Gründe für den Stellenwert der Kultur in den Betrieben seien neben der Bedeutung für die langfristige Fruchtfolgeplanung auch bessere Erzeugerpreise für Winterraps im Vergleich zu den anderen Mähdruschfrüchten. Rapsfelder stellen auch eine wichtige Nahrungsquelle für Bienen und andere Insekten dar, von einem ha Raps können Imker etwa 40 kg Rapsblütenhonig ernten.

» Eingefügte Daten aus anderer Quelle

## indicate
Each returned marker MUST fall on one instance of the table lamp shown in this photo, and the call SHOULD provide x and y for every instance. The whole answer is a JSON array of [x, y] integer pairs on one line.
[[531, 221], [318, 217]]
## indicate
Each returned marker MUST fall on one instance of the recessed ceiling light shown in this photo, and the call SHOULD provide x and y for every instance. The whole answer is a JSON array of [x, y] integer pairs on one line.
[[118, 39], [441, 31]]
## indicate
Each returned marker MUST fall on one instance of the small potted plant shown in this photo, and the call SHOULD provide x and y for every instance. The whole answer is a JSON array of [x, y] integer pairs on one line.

Die Kultur habe viele weitere Vorteile: „Das Interessante am Raps ist, dass die Pflanze zu 100 Prozent genutzt werden kann“, sagte Schmal. Für den Landwirt sei außerdem ihre Vorfruchtwirkung für den Winterweizenanbau mit einem Mehrertrag von etwa 10 Prozent wichtig. In der Tierfütterung sei Raps ein wertvoller Eiweißträger. So ersetze rechnerisch der Rapsanbau in Deutschland etwa 1,3 Mio. ha So­jaanbau in Südamerika und schütze indirekt den Regenwald.

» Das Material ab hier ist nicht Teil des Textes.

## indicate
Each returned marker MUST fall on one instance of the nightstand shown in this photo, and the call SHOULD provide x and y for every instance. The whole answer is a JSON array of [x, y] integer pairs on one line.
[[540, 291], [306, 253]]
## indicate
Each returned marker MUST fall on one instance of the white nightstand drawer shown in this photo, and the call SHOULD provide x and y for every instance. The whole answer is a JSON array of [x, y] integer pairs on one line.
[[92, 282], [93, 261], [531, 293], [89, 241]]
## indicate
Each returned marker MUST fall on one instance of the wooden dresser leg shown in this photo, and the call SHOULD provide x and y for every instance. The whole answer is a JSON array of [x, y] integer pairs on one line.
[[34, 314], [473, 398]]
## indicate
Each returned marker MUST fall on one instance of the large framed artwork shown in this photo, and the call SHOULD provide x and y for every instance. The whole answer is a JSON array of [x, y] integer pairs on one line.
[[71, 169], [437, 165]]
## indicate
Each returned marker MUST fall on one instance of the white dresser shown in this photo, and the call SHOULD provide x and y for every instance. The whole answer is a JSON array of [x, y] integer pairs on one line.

Auch für die menschliche Ernährung sei Rapsöl wichtig. Der Marktanteil von Rapsöl am Speiseöl sei deutlich gestiegen. Habe man vor rund 25 Jahren Rapsspeiseöl nirgendwo kaufen können, sei es jetzt das beliebteste Speiseöl der Deutschen. Mit einer Absatzmenge von 78,5 Mio. Liter, beziehungsweise einem Marktanteil von 41 Prozent, liege Rapsöl an der Spitze der Speiseöle, vor Sonnenblumenöl und Olivenöl. Zum wirtschaftlichen Erfolg trage die Arbeit der Hessischen Erzeugerorganisation für Raps bei, um bestmögliche Preise für die Betriebe am Markt zu erzielen, resümierte Schmal.

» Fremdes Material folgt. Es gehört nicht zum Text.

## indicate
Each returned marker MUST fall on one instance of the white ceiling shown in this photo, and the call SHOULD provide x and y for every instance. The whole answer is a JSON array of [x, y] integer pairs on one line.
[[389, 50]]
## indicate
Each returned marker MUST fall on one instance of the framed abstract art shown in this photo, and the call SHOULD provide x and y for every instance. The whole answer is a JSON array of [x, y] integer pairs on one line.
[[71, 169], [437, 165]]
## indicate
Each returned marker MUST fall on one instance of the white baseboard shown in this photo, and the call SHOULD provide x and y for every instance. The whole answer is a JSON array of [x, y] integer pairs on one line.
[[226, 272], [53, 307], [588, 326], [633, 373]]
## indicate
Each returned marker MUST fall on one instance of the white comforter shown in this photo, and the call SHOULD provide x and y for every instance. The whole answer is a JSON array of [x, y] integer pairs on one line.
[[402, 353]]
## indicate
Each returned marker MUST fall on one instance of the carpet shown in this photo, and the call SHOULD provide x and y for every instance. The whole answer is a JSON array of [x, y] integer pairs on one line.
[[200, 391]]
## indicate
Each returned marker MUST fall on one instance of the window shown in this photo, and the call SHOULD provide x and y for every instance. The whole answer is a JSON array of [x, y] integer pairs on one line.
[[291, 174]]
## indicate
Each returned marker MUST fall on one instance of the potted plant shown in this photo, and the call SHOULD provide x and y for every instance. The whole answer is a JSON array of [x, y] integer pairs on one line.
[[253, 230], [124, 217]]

Wirtschaftlichkeit des Anbaus ist gefährdet

Die Landwirte müssen daher auf die Rentabilität des Rapsanbaus schauen, sagte Schmal. Das Unternehmen Cargill will seine Ölmühle in Mainz im Juli schließen. Der Raps aus Hessen muss dann zu weiter entfernten Ölmühlen in Mannheim, Neuss, Hamm oder Salzgitter transportiert werden. Hohe Transportkosten werden dann die Rentabilität des Rapsanbaus in Hessen verschlechtern, befürchtet der HBV-Präsident. Die vielfach gewünschte regionale Verarbeitung und Vermarktung sei dadurch infrage gestellt.

Weiteres Argument für den Rapsanbau sei der Klimaschutz. Zwar sei derzeit wegen der niedrigen Rohölpreise die Biodieselerzeugung kaum konkurrenzfähig. Im Jahr 2014 seien aber noch mehr als 1,4 Mio. t Rapsöl für die Produktion von Biodiesel oder als reiner Rapsölkraftstoff verwendet worden. Damit sei die gleiche Menge Mineralöl und rund 50 Prozent der von Mineralöl verur­sachten Treibhausgas-Emissionen eingespart worden. Besonders hervorzuheben sei, dass der Rapsanbau hierzulande nachhaltig betrieben werde.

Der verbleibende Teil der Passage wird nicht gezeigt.